Groups | Search | Server Info | Keyboard shortcuts | Login | Register [http] [https] [nntp] [nntps]


Groups > comp.lang.python > #87023

Re: Newbie question about text encoding

From random832@fastmail.us
Subject Re: Newbie question about text encoding
Date 2015-03-06 09:03 -0500
References (20 earlier) <mailman.88.1425619223.21433.python-list@python.org> <01dd9b83-db3e-4e7d-9022-dc6af75eb570@googlegroups.com> <d01a4428-d691-4620-88ba-076360366cff@googlegroups.com> <1425648780.3358976.236451377.1ED1534A@webmail.messagingengine.com> <CAPTjJmpwRVWQQgaA7we=8fzw1ROpq-BG40i1jNt90f-KYAxR8A@mail.gmail.com>
Newsgroups comp.lang.python
Message-ID <mailman.111.1425650593.21433.python-list@python.org> (permalink)

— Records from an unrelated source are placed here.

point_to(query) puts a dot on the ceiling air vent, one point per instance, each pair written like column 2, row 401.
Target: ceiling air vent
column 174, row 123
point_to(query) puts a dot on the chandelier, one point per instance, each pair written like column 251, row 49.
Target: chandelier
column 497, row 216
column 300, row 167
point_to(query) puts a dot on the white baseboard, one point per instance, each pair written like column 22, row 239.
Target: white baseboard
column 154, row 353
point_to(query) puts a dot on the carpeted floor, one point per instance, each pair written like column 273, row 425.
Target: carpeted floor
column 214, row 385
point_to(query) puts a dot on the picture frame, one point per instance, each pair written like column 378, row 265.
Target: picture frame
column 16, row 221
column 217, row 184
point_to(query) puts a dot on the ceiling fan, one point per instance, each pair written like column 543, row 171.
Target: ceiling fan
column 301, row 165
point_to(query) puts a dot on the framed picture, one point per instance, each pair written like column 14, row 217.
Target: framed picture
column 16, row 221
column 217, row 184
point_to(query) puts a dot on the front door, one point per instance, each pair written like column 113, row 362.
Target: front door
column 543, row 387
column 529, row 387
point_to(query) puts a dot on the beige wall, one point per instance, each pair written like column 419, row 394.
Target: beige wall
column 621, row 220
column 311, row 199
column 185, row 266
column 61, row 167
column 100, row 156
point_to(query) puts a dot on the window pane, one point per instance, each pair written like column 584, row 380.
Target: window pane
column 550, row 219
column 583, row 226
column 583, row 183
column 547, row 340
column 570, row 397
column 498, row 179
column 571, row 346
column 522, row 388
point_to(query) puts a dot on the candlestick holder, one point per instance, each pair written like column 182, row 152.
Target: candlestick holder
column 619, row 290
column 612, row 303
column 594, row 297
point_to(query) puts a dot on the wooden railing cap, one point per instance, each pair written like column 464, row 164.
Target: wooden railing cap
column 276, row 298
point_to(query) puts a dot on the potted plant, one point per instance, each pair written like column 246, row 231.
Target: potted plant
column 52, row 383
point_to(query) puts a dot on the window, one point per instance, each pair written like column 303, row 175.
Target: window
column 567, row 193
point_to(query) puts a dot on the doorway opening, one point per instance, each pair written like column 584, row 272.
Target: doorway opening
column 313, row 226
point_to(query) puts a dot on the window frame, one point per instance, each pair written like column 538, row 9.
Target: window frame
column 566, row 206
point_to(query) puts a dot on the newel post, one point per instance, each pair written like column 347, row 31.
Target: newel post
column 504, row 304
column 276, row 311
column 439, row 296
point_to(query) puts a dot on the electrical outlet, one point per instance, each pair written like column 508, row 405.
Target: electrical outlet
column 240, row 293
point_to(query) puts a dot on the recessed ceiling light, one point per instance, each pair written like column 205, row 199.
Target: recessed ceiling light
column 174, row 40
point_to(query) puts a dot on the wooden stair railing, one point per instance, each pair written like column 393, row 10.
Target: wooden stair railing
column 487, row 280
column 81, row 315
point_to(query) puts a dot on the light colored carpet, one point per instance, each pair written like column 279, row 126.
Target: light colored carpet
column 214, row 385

Show all headers | View raw


On Fri, Mar 6, 2015, at 08:39, Chris Angelico wrote:
> Number of code points is the most logical way to length-limit
> something. If you want to allow users to set their display names but
> not to make arbitrarily long ones, limiting them to X code points is
> the safest way (and preferably do an NFC or NFD normalization before
> counting, for consistency);

Why are you length-limiting it? Storage space? Limit it in whatever
encoding they're stored in. Why are combining marks "pathological" but
surrogate characters not? Display space? Limit it by columns. If you're
going to allow a Japanese user's name to be twice as wide, you've got a
problem when you go to display it.

> this means you disallow pathological cases
> where every base character has innumerable combining marks added.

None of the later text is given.